Ok, so we seriously take this thread off topic, then.
(Of course, we can continue this elsewhere if advisable.)
I’ll give you my full “rant” then, knowing fully well that some of this will be justified, and other parts will just feel justified to me. I trust that you’re able to take it with the appropriate barrel of salt. And while you may, of course, disagree with me in as many regards as you wish, I hope that you’ll nevertheless get the general points.
I’d also like to say upfront that I love what OH accomplishes. I wouldn’t have gotten as far as I am without it. So it’s love and hate at the same time. ![]()
The key problem is that whenever something changes (an update, a new binding that I install, an overhaul in some parts of my rule set,…), I must hold my breath whether there will be several other things that suddenly (or not-so-suddenly, noticeable only after days or weeks) fall apart. Usually there will. To some extent, this is clearly due to the complexity of my setup: we’re not talking about a Raspi with an SD card, we’re talking about a full-grown server system where OH is one service among several, and an OH setup that manages 1000+ items, 350+ automation rules, 500+ events per minute. 10+ years ago I started with things like switching the Christmas tree lights on iff the lights in the living room or the TV are on. By now my setup controls virtually everything in and around my home. Heating, rollershutters, PV incl. battery, car charging, smoke detectors, gates, lights, water supply, ventilation, home appliances, phones, doorbell, home entertainment in multiple rooms, alarm clocks, and quite a bit more. Yes, I enjoy that as a hobby. No, I am not expecting open source software made by enthusiasts to come with military-grade stability. Yes, I appreciate the incredible amount of hard work put into this, by so many skilled people. Yes, I know how to build and administer complex IT systems, and how hard it is to build them “right”. And yes, of course I have a plan B if things go very seriously wrong. So even in the worst case I will still be able to get through my front gate, I will still be able to switch on the lights, and with some manual pressing of buttons I won’t sit in the cold without heating. But over the years it has still become really, really mission critical for my entire household.
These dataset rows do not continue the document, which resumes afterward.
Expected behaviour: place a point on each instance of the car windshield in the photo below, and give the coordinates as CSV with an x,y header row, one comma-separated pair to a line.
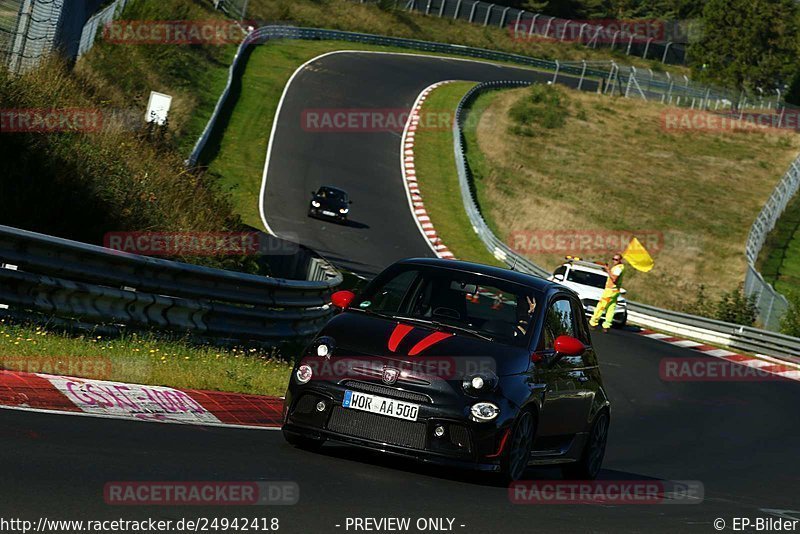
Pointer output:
x,y
331,194
587,278
482,306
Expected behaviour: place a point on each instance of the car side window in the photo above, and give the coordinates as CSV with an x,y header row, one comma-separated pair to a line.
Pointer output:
x,y
393,293
581,328
559,321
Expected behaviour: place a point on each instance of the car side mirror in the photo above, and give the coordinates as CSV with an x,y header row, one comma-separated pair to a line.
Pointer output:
x,y
342,299
569,346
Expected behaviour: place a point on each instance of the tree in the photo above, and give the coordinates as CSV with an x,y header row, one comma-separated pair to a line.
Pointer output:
x,y
747,43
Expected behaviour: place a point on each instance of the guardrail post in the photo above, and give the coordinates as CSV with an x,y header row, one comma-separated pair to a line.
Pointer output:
x,y
533,24
646,48
583,73
519,19
488,14
503,17
547,28
564,32
630,82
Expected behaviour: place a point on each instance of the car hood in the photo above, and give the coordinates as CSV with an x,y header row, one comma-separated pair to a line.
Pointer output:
x,y
393,341
330,203
586,292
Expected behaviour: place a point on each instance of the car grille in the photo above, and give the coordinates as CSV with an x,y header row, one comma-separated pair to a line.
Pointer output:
x,y
384,391
459,436
377,428
589,302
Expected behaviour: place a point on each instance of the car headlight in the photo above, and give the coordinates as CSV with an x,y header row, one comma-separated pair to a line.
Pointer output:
x,y
484,411
304,373
322,346
479,383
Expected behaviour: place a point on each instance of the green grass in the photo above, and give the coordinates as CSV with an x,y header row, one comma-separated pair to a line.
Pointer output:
x,y
779,261
613,167
143,360
434,159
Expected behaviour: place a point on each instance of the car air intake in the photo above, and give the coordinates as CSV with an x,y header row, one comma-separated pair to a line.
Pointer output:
x,y
379,428
384,391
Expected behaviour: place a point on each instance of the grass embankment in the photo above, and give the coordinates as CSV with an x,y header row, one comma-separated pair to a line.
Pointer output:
x,y
612,166
780,258
143,360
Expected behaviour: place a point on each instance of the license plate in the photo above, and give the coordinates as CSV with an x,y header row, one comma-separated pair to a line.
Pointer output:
x,y
380,405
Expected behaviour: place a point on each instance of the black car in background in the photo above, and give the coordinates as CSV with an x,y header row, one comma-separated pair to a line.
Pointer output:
x,y
455,363
330,203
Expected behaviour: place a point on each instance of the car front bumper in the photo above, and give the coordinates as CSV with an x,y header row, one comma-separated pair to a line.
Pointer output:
x,y
465,443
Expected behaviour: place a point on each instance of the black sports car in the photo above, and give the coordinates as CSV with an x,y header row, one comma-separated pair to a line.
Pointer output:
x,y
329,202
455,363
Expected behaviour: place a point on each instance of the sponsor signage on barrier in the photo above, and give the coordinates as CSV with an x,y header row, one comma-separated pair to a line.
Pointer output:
x,y
133,401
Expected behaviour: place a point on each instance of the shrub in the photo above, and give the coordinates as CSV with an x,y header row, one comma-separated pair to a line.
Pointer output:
x,y
790,323
544,106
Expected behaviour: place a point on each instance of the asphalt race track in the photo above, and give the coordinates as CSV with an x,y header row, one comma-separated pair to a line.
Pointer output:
x,y
739,439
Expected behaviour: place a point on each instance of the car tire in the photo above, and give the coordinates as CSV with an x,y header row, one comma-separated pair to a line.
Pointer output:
x,y
520,445
588,467
302,442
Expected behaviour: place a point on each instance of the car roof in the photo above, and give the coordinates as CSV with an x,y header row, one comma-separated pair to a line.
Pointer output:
x,y
488,270
331,188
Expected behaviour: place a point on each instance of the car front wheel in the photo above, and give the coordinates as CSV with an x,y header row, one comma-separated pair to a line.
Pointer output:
x,y
302,442
519,447
588,467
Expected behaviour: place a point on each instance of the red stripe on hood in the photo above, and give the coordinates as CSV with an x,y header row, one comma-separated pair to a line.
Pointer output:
x,y
400,331
429,341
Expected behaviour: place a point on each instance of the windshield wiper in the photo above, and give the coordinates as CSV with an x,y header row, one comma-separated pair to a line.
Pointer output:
x,y
446,326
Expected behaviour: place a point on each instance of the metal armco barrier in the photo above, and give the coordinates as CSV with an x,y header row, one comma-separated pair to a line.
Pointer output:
x,y
90,284
708,330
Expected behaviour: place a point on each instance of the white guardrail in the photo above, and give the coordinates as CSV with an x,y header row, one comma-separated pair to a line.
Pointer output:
x,y
77,285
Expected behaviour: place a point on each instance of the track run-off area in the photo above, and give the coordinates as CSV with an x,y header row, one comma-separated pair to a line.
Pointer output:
x,y
738,438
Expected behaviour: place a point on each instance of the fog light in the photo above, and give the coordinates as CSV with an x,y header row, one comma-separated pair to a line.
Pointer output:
x,y
303,374
484,411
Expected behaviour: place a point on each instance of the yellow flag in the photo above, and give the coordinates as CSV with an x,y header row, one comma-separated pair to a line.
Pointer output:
x,y
638,256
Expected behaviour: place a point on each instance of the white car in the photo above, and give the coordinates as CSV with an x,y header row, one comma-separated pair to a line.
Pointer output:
x,y
588,280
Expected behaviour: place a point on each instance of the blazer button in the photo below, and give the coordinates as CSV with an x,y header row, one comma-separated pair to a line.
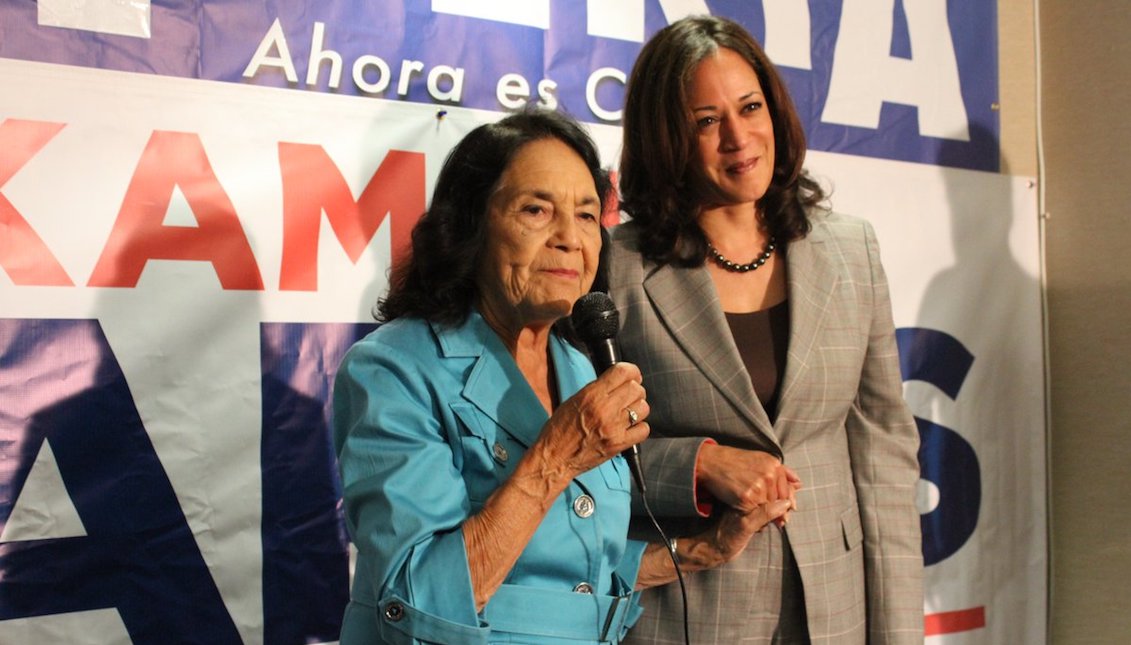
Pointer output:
x,y
394,611
500,453
584,506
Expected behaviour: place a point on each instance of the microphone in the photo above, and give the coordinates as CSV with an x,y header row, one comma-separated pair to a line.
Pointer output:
x,y
596,321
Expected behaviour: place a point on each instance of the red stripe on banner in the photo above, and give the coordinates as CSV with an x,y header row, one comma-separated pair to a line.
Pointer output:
x,y
951,621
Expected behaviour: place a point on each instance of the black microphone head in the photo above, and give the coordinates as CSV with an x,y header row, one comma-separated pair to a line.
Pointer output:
x,y
595,317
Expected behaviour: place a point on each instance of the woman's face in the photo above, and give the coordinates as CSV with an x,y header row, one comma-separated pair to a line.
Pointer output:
x,y
735,142
543,237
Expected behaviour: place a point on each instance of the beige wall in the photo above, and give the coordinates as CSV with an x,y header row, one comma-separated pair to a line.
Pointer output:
x,y
1086,86
1086,79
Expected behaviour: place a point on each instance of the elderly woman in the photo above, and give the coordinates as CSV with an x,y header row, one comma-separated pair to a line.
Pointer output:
x,y
483,484
762,326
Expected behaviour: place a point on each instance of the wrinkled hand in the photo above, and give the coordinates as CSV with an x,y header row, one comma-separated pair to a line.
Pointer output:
x,y
727,538
745,479
594,424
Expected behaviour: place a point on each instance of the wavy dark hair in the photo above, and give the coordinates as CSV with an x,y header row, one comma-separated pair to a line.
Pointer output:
x,y
436,281
662,186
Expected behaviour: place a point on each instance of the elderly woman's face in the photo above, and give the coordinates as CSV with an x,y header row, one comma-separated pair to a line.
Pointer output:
x,y
735,142
543,237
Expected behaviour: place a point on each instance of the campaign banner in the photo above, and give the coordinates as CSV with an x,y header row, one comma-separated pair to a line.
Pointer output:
x,y
199,204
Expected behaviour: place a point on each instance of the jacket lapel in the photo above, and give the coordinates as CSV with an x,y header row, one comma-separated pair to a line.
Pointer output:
x,y
812,280
688,303
494,385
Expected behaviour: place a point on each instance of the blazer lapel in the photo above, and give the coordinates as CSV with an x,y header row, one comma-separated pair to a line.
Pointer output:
x,y
688,303
494,386
812,280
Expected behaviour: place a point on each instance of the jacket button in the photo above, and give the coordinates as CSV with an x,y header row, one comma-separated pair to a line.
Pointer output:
x,y
500,453
584,587
394,611
584,506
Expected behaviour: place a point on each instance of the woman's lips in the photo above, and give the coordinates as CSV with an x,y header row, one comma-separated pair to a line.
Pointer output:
x,y
742,166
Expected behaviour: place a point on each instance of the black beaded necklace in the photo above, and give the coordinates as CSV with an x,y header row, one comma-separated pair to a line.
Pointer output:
x,y
747,267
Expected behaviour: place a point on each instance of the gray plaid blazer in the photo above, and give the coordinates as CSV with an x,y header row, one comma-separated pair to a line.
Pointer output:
x,y
842,424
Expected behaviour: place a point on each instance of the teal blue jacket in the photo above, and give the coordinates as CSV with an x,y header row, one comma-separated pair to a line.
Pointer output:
x,y
428,422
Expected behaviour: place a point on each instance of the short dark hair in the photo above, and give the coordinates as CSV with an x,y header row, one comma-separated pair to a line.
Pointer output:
x,y
662,186
436,281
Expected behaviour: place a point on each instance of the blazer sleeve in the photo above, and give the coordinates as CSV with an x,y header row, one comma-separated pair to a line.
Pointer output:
x,y
405,501
883,448
668,466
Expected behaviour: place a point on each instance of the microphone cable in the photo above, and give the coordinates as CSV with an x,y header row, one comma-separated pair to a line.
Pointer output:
x,y
670,547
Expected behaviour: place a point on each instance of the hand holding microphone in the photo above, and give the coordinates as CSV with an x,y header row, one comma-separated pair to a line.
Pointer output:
x,y
596,321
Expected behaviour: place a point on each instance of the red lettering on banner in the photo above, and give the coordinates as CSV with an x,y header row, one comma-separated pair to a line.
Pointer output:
x,y
951,621
312,185
24,256
173,160
612,214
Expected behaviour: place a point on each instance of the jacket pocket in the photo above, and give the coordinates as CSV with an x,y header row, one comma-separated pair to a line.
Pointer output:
x,y
480,452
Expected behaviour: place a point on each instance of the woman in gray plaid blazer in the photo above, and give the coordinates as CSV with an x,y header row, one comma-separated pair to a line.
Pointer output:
x,y
762,326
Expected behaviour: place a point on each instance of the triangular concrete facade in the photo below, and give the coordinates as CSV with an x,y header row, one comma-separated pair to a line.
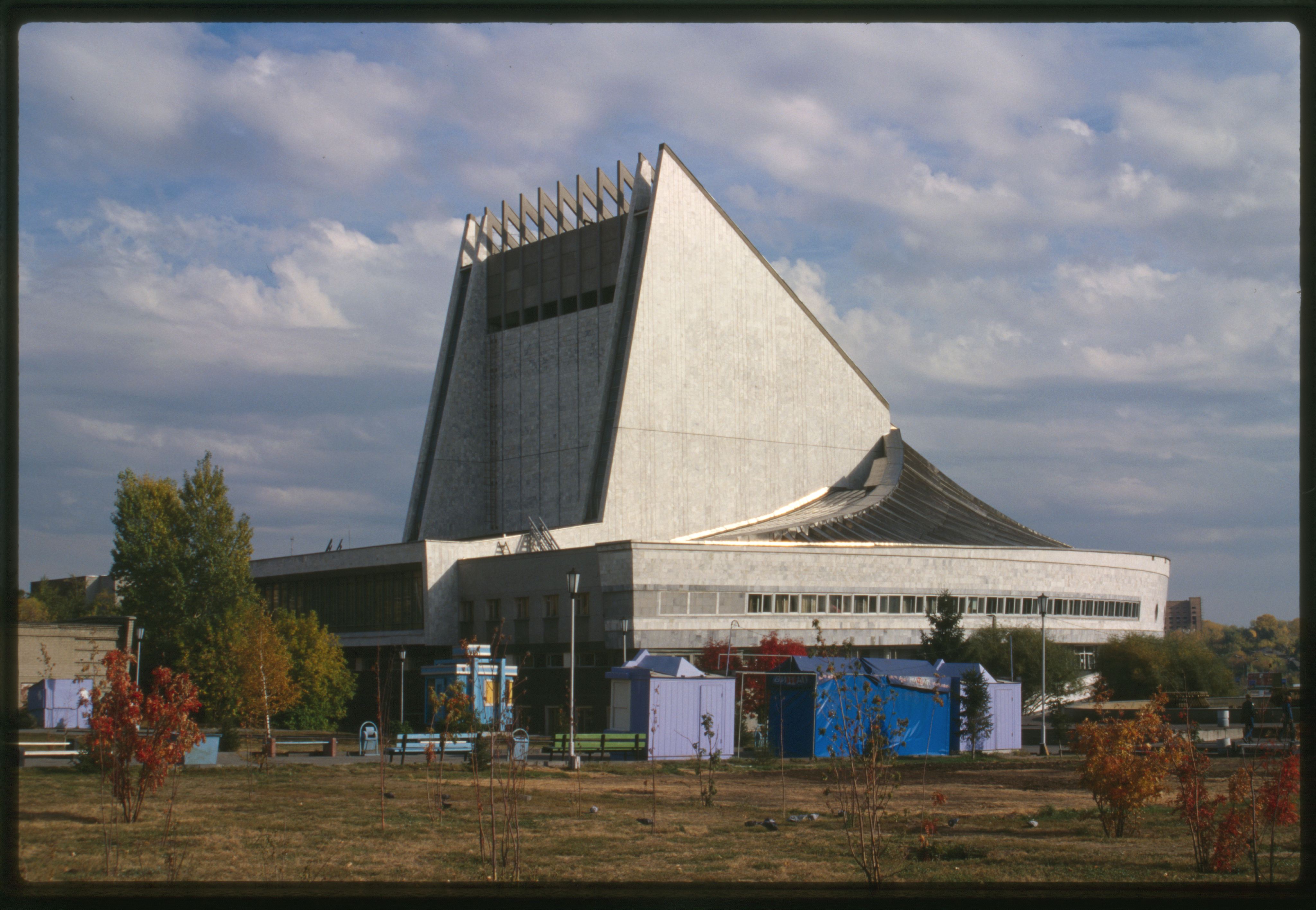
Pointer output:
x,y
702,394
735,399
And yes, you will say that it’s natural that upon an upgrade things may go wrong. That’s true. I have that with other services, too, occasionally. But OH is different in one significant way: there’s no clean separation between code, configuration, and data. And this makes it a) super hard to go back to an older version if it turns out that things did go wrong, and b) to seriously skip updates (as you rightly suggest as a natural strategy for stuff you depend on).
When I do a version upgrade, I want to do it with my distribution’s package manager. I want to do it without having to read up in forums, in release notes, and perhaps even in the code first, hoping not to miss something that comes back to haunt me later. I want to stay in the user role. I spend more than enough time in the guts of other systems, so for this one my desire is that it just does it’s job, with all the flexibility that it allows me to leverage on the user side.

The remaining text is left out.